Open lab time will most likely be necessary in order for students to complete their
motors. During these times, there should be several staff members present to supervise
students and answer questions.
6.3. Student Part Fabrication
It is unlikely that students will have time to completely fabricate all parts of this motor,
but rather they will need to have some parts either fully or partially fabricated ahead of
time. Developers should have a better idea of how long operations will take to complete
for students after the pilot course during autumn quarter.
I would suggest partially or fully finishing the piston block. It would be useful to at least
rough cut the pockets for the crankshaft and drill the initial hole for the piston cylinders.
In this case, students would still have the experience of milling the pockets to size and
boring the piston cylinders to size.
136
One step that should be performed for students is cutting stock for the crank connecting
disks. Because of the diameter of the stock, and since it is made of aluminum, the cutoff
tool has a tendency to load up and it can be an extremely dangerous operation. Cutoff
tools can break during these kinds of operations, which can be especially hazardous with
a lot of students in the area.
While it would be good to give students CNC experience, it may be best to have students
CNC just the cam profiles and allow the staff to perform the other CNC operations (i.e.
milling the air chamber and O-ring grooves) to save time.
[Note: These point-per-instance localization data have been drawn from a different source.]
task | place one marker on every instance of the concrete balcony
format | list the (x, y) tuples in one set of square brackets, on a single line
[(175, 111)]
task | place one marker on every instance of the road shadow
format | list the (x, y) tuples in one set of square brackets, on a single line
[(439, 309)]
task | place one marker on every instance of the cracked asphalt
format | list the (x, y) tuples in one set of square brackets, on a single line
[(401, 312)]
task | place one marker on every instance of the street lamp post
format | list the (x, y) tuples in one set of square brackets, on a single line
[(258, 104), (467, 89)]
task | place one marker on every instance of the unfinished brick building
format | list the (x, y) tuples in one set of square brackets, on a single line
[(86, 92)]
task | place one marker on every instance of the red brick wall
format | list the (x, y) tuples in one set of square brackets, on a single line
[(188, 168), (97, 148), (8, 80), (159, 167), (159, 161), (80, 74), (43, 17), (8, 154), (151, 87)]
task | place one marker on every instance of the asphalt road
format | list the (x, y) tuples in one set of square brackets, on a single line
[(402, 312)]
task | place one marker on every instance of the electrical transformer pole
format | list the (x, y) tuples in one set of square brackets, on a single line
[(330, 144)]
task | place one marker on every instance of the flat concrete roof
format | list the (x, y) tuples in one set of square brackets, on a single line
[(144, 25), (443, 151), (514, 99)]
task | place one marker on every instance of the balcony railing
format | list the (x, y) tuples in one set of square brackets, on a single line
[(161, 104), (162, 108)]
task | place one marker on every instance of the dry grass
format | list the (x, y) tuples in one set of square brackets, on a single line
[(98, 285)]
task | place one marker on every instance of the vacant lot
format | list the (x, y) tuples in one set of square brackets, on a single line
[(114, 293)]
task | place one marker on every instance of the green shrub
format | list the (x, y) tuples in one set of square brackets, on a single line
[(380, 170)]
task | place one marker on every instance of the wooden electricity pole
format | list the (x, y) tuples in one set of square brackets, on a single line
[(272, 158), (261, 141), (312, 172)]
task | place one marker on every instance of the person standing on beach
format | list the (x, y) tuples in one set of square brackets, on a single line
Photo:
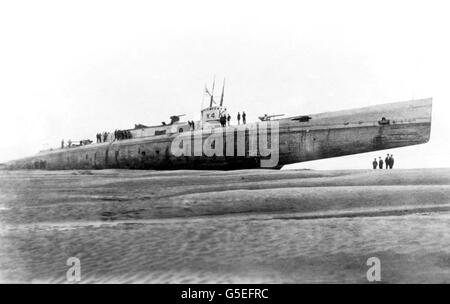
[(375, 164), (380, 163)]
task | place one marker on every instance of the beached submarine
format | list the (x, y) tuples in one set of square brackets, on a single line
[(299, 138)]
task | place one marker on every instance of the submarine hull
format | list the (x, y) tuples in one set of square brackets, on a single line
[(318, 136)]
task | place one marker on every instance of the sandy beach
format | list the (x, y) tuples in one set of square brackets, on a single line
[(248, 226)]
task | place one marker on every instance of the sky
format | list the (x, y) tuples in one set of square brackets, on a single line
[(70, 69)]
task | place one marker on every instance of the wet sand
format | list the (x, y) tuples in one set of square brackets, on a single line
[(249, 226)]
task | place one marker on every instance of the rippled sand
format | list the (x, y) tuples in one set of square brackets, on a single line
[(250, 226)]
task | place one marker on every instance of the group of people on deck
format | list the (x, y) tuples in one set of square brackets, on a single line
[(226, 119), (388, 162)]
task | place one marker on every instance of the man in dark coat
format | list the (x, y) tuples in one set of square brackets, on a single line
[(375, 163), (391, 161)]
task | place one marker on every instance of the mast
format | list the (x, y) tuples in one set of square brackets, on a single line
[(223, 90)]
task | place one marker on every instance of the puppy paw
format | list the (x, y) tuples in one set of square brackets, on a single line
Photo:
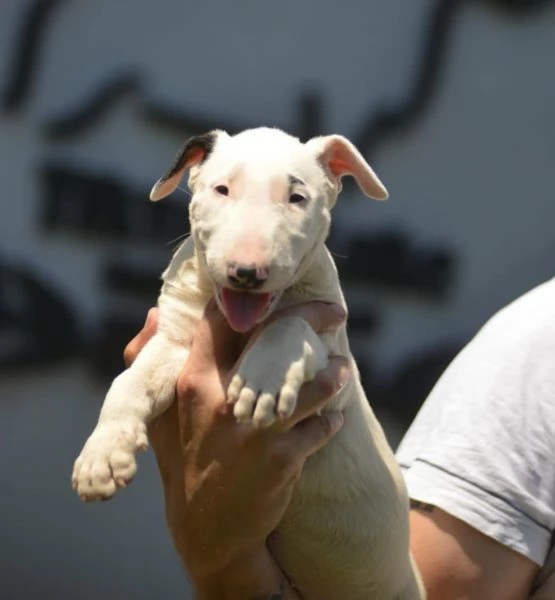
[(107, 461), (265, 392)]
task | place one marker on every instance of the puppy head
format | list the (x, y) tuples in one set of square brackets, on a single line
[(260, 209)]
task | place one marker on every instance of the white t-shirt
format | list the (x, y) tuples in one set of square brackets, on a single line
[(482, 447)]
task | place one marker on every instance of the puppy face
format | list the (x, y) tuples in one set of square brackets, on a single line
[(260, 208)]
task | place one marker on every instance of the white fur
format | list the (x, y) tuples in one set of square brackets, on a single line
[(345, 533)]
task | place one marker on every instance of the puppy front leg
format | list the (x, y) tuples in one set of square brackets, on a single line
[(136, 396), (287, 354)]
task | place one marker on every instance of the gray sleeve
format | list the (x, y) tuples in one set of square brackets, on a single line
[(482, 447)]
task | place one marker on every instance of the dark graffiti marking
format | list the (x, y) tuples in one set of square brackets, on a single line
[(392, 119), (37, 325), (26, 52), (104, 207)]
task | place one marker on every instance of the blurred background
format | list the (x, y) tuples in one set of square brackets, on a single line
[(451, 101)]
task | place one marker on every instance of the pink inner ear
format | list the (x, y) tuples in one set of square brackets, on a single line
[(339, 167), (194, 157)]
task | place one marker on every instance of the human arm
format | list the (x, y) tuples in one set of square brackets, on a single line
[(459, 562), (480, 451), (227, 485)]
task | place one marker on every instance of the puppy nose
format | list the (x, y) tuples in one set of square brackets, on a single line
[(246, 276)]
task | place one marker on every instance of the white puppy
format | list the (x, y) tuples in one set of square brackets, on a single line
[(259, 215)]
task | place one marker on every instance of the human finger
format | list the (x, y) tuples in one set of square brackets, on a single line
[(139, 341)]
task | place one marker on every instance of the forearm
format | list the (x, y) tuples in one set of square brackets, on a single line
[(258, 578)]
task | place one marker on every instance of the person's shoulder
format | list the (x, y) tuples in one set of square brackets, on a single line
[(523, 328)]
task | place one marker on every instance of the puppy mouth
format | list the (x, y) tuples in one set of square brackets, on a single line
[(243, 310)]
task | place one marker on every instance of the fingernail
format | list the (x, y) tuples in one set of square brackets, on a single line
[(149, 317), (337, 309), (335, 420), (344, 376)]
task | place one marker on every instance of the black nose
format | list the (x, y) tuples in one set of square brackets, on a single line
[(248, 277)]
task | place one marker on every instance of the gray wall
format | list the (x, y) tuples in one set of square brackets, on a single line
[(473, 174)]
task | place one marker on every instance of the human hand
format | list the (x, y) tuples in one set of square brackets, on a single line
[(227, 484)]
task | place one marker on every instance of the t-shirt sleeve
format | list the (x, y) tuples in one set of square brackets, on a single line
[(482, 447)]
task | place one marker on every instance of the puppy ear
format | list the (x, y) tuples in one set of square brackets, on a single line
[(195, 151), (340, 157)]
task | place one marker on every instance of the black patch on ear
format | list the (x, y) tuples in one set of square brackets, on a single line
[(200, 143)]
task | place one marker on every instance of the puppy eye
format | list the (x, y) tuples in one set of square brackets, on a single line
[(296, 198), (222, 189)]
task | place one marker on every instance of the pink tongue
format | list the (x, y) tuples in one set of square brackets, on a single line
[(243, 309)]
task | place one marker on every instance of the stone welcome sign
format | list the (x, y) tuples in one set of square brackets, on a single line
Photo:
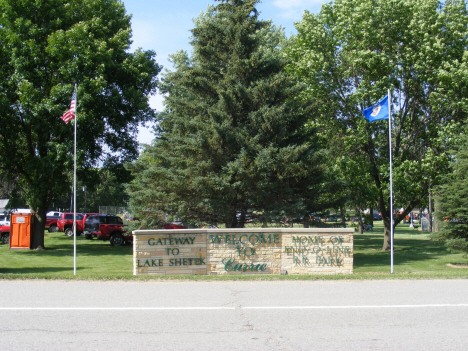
[(243, 251)]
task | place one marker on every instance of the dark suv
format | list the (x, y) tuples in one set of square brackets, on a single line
[(106, 227)]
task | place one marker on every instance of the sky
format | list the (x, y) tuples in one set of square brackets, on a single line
[(164, 27)]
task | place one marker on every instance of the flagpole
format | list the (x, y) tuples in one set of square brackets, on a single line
[(74, 185), (391, 178)]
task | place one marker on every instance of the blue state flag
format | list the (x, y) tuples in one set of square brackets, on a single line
[(377, 112)]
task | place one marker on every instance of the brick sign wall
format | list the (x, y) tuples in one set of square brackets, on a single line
[(243, 251)]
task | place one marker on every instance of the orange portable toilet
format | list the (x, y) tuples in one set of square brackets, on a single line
[(21, 229)]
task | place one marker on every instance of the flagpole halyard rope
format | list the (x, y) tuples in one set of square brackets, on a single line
[(391, 177), (74, 188)]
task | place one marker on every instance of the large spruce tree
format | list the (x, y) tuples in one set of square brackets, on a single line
[(232, 137)]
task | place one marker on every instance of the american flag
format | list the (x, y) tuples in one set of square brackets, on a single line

Logistically, it would also be helpful to rough cut the stock for students as well. I would
advise creating a “kit” that contains some of the commonly used items that were
mentioned earlier such as a scale, scribe, etc., and that also contains all the purchased
components (sleeve bearings, air fittings) and material that they will need rough cut and
labeled. This will be fairly time consuming for the instructional staff, but will save a lot
of time with sawing and waiting for saws for students during their lab times.
6.4. Apprentice Piece
If time allows, as an introduction to machining and prior to starting on the air motor, each
student should create a small apprentice piece. This would allow and require every
student to have experience doing every machining process, which can be a major
downfall of working in teams. The piece would be something like a small block that
137
must be machined to a specified size and within a specified tolerance. Students could
create two countersunk clearance screw holes, two threaded screw holes, drill, ream, and
bore a hole, and then face and turn a shaft to fit in the hole. This could also be an
opportunity for instructors to talk about and use go/no go gages. While having each
student create an apprentice piece is fairly time consuming, it will give them a very good
foundation for when they start their air motors, and allow instructors to determine which
students may need additional help.
6.5. Instructional Videos
It would be extremely useful for students to have access to short five- to ten- minute
instructional videos on the machining operations they will be performing. The idea
would be that students watch these videos before lab, and the instructional staff could
then demonstrate the process in person and go into more depth on proper practices and
safety precautions. The students could use the videos as refreshers later on when they are
actually performing the operations themselves.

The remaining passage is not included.